I have seen rabbits on TV living everywhere from the arctic to the desert. Can I expect a pet rabbit to do well in the same range of temperatures as their wild cousins? If not what temperature ranges are appropriate for a domestic pet rabbit?
In the modern home environment, with both heat and air conditioning a domestic house rabbit should be comfortable.
There are multiple reliable references citing optimal temperature ranges. These source are mostly for production and laboratory animals so I have chosen not to list them, but instead am summarizing the findings.
Most reference cite optimal temperatures in the 50 - 70 °F (10 - 22 °C) ranges, with some sources allowing as low as 40 °F (5 °C) or as high as 80 °F (25 °F) being acceptable.

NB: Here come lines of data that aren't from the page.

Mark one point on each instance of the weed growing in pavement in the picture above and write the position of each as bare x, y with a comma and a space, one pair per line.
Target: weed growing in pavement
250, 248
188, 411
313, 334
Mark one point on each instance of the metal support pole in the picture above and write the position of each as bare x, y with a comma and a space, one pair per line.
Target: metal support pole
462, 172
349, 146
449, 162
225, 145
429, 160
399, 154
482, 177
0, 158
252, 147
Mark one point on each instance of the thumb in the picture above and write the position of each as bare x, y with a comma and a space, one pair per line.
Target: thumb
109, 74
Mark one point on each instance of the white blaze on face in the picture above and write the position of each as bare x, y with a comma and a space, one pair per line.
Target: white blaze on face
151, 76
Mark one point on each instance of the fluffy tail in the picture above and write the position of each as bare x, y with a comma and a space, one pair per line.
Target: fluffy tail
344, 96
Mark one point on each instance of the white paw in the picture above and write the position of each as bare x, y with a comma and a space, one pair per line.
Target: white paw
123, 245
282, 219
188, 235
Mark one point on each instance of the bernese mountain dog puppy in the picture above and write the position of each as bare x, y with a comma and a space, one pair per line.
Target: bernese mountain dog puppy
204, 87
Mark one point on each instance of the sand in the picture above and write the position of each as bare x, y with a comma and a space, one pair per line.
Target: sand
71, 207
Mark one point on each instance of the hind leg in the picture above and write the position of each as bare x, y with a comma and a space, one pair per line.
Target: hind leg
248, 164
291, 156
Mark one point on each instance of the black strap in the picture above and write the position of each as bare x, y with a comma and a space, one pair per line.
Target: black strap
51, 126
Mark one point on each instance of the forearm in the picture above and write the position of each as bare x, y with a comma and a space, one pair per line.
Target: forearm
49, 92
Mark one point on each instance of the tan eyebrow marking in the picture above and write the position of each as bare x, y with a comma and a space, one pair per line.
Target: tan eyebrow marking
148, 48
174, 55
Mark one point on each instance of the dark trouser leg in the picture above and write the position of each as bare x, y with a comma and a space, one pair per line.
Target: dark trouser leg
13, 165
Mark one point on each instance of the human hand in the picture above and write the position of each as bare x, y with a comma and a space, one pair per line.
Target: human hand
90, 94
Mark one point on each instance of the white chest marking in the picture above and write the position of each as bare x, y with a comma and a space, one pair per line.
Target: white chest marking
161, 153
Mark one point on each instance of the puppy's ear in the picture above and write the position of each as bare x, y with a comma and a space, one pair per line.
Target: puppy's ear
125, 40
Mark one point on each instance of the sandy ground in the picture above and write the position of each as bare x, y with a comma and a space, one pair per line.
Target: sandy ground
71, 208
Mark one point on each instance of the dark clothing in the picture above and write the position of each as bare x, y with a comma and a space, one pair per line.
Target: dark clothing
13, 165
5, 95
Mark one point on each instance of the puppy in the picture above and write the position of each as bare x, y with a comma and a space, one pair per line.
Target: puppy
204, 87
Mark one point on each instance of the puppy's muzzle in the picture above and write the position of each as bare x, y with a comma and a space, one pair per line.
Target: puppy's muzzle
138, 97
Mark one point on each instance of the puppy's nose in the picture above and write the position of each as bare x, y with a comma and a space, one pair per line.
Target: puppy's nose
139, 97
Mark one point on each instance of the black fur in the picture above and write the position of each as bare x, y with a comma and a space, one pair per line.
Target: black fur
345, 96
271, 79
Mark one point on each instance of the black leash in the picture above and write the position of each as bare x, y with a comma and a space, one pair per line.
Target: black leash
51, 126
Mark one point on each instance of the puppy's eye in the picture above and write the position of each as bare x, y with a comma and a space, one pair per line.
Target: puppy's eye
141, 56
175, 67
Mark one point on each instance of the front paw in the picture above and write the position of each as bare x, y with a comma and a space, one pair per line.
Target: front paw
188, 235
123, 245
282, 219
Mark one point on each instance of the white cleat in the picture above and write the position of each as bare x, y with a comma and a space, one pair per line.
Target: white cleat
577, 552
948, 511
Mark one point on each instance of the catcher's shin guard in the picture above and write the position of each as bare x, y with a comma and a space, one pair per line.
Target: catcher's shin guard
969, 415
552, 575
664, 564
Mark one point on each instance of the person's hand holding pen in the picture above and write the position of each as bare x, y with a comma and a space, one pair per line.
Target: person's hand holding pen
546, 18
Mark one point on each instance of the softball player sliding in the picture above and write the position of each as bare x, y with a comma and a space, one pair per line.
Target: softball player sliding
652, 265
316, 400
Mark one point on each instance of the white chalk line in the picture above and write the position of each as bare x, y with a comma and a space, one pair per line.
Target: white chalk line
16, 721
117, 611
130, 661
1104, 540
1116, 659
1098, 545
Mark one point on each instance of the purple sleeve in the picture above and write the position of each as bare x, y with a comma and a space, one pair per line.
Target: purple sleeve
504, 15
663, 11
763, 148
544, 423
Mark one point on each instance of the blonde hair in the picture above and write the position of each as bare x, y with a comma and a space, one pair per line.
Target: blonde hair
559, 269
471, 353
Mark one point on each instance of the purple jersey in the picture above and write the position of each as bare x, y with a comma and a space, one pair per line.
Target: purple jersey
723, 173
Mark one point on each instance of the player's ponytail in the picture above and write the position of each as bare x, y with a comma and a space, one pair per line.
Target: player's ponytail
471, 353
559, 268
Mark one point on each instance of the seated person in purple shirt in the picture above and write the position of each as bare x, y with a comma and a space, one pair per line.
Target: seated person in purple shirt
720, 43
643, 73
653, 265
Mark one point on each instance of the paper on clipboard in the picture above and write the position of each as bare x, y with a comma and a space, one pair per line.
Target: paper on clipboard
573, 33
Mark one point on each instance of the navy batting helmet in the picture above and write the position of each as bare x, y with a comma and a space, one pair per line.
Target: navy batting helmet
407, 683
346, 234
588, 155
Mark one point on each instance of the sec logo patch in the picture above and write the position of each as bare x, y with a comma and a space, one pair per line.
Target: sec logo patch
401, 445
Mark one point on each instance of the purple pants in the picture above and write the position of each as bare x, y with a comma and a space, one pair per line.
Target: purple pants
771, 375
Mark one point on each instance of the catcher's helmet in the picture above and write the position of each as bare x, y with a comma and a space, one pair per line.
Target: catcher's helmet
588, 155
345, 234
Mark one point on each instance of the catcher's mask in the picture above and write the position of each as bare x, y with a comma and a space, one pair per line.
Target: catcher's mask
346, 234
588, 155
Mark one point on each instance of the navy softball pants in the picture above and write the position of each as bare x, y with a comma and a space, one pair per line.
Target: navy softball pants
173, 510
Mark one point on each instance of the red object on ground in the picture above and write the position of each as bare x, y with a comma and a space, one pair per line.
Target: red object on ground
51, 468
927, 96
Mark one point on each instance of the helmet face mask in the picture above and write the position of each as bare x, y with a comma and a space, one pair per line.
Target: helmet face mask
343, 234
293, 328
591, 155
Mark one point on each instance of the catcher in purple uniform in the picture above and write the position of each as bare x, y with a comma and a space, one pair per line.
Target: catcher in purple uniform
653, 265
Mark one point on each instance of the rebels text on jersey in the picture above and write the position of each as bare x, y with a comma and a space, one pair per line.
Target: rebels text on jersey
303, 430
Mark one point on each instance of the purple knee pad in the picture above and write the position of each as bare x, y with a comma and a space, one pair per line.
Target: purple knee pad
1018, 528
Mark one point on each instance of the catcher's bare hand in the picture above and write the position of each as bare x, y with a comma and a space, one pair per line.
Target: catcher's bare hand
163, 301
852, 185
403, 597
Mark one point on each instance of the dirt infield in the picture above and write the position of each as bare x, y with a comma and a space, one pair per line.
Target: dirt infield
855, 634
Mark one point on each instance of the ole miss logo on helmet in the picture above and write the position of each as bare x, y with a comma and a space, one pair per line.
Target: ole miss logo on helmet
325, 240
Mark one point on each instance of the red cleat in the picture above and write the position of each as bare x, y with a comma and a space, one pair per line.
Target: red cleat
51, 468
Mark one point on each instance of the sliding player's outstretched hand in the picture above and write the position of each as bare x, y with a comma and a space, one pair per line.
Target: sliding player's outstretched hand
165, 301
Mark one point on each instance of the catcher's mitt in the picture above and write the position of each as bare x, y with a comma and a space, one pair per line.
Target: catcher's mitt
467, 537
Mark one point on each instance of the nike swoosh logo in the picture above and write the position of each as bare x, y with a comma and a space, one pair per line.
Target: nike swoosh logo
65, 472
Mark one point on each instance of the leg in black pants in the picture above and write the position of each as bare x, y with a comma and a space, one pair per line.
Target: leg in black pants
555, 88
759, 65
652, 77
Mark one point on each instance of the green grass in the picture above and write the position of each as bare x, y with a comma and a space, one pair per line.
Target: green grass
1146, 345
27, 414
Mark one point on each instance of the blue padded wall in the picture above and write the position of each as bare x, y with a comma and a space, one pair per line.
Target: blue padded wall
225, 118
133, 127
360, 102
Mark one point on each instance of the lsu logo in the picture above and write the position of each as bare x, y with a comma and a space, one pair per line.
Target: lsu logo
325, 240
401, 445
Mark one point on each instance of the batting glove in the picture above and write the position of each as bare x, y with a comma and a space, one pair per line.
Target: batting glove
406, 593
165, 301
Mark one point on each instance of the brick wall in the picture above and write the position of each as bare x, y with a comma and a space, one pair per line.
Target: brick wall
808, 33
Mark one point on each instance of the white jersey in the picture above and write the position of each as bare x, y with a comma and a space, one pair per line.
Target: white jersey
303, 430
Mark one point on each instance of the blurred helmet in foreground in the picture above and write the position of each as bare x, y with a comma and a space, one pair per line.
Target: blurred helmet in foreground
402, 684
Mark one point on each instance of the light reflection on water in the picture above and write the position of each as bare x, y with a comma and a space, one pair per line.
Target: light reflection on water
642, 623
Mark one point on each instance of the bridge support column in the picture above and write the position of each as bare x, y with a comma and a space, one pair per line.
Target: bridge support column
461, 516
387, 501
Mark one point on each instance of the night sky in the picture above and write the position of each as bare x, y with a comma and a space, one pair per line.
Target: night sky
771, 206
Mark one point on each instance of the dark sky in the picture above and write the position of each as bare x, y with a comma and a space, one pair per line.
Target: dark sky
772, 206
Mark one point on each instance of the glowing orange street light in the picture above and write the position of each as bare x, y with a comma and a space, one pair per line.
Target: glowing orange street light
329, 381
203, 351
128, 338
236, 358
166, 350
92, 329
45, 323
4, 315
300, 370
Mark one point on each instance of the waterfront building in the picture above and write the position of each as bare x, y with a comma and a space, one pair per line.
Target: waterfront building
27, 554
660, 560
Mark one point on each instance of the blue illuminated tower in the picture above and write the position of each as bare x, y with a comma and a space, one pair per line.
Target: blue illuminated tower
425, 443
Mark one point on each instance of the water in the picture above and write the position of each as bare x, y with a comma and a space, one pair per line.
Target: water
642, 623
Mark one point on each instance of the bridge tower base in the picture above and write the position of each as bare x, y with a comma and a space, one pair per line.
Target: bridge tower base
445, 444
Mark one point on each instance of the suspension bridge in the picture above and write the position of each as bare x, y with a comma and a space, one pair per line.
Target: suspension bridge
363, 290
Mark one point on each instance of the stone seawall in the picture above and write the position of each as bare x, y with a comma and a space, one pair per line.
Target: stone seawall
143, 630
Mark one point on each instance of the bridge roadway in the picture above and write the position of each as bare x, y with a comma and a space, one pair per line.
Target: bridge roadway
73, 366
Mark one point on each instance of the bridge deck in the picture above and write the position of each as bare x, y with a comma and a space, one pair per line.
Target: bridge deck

There is nearly universal recognition that temperatures above 85 °F (29 °C) are hazardous to domestic rabbits. At temperatures above 80 °F supplemental cooling should be offered, above 85 °F it is required. (see related).
On the cool side, temperatures above freezing are not considered unsafe for a healthy rabbit, if appropriate housing that allows good shelter and food are provided. At 32 °F or 0 °C when water freezes, a rabbit that has had time to become acclimatized has lack of drinking water as a primary concern.
Temperatures that fall much below or stay below freezing for long periods, require supplemental heat (see related). Both to provide heat for the rabbit and to keep the water drinkable.